La Macronie s’attache à démontrer la pertinence de sa réforme rejetée par une majorité de la population. Côté Rassemblement national c’est le plus grand flou. Présentée depuis de longs mois par ses responsables comme un dossier essentiel, la question des retraites semble repoussée à plus tard. Seul le Nouveau Front Populaire en fait une priorité en commençant par revenir sur la logique d’allongement de la durée de cotisation qui a été la matrice de toutes les réformes imposées depuis 30 ans et qui fait que la retraite devient pour une majorité de salariés un horizon inaccessible.
Profitant de la crise et des difficultés des États à se financer, marchés financiers ont exigé un peu partout un recul des systèmes sociaux solidaires. La France n’échappe pas à cette pression. Il y a autre chose à faire que d’y céder. Il ne s’agit pas de nier les besoins de financement, ce qui serait idiot : le nombre de retraités aura bientôt doublé. Si l’on veut maintenir le niveau des pensions, il faudra bien augmenter les moyens collectifs alloués au financement des retraites. Cela n’est nullement impossible. En trente ans, la part des ressources consacrées au financement des retraites dans la richesse nationale, est passée de 6 % à 12 %. Il faudrait atteindre 16 % à 18 % dans les 20 prochaines années avant que ce niveau se stabilise ensuite. La marche est haute mais pas inaccessible. La difficulté est moins technique que politique.
Il est de même indispensable de changer le regard sur la retraite. Les retraités ne sont pas d’abord un coût mais bien une catégorie désormais indispensable, répondant à nombre de besoins, assurant des fonctions sociales importantes : la vie associative, la démocratie locale, les aides intrafamiliales qui n’existeraient pas sans l’implication des seniors. Malheureusement ces apports ne sont intégrés ni dans le montant du PIB ni dans l’évaluation de l’échange intergénérationnel. Ne sont-ils pas pourtant source de richesses et composantes d’un nouveau type de développement ?
Il est en troisième lieu urgent de réfléchir aux conditions d’intégration des jeunes dans le pacte intergénérationnel. Comment ces derniers peuvent-ils être parties prenantes d’un système dans lequel ils ne peuvent entrer que tardivement ? Comment peuvent-ils croire au système alors qu’on leur explique que l’horizon s’éloigne inéluctablement et que leur situation sera de moins en moins favorable ? Comment peuvent-ils espérer une plus grande liberté de choix dans leurs parcours de vie, si en fin de compte le système de retraite leur est inaccessible ?

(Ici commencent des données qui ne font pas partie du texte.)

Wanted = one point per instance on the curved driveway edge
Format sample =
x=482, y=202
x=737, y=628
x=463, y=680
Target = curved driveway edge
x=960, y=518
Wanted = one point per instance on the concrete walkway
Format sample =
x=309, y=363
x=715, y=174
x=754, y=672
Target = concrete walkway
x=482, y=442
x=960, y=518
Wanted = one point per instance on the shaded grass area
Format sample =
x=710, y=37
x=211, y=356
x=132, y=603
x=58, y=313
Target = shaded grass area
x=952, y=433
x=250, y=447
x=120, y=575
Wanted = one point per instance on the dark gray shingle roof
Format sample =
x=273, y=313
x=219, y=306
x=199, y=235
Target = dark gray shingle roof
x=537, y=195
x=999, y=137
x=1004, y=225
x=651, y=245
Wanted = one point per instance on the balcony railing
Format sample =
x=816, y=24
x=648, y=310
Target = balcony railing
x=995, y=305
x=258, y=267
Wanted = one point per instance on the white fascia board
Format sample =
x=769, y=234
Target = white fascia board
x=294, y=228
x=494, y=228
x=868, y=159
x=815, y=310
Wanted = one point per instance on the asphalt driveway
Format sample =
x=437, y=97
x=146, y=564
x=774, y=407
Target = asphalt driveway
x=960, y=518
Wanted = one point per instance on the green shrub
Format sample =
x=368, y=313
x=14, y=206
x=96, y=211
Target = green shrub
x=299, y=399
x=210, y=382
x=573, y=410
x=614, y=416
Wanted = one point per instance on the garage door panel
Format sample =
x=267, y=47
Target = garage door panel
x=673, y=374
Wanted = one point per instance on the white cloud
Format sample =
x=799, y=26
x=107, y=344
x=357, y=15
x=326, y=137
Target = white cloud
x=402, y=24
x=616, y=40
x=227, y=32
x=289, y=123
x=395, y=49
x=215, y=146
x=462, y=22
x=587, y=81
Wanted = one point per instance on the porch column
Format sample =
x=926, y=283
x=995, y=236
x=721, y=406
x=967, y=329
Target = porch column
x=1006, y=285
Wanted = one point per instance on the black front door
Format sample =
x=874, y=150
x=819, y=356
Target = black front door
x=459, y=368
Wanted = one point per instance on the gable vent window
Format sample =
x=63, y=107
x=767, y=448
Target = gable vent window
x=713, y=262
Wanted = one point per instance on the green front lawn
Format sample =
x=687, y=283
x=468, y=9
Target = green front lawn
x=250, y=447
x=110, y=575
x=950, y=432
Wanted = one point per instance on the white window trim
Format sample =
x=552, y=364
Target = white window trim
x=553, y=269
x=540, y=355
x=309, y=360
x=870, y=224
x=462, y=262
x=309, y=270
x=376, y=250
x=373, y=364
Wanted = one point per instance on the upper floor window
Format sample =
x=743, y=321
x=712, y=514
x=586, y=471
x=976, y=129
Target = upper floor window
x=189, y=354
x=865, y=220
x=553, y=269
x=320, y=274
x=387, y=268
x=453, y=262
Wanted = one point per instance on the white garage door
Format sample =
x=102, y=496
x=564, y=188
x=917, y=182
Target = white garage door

Il faut enfin rétablir l’égalité des catégories sociales vis-à-vis de la retraite. Cela passe prioritairement par la reconnaissance du fait que l’espérance de vie des ouvriers à la retraite est beaucoup plus courte que celle des cadres supérieurs et professions libérales et qu’elle progresse moins vite. Petites retraites, espérance de vie plus courte, état de santé dégradé se cumulent et justifient qu’il soit mis fin à une injustice insupportable que seul le MEDEF ose encore justifier.
Une réforme des retraites est indispensable. Une réforme non pour réduire les droits, comme l’exigent les financiers, mais, au contraire, pour mieux assurer l’avenir. S’il y a un problème de financement, il n’y a cependant aucune fatalité au « trou des retraites » qui se révèle être d’abord une construction idéologique. Face à la perspective d’une baisse des pensions nous pouvons opposer le projet d’une « maison commune des régimes de retraite » qui serait, au contraire, la garantie d’un socle commun de droits de haut niveau et de possibilités de choix individuels plus étendus.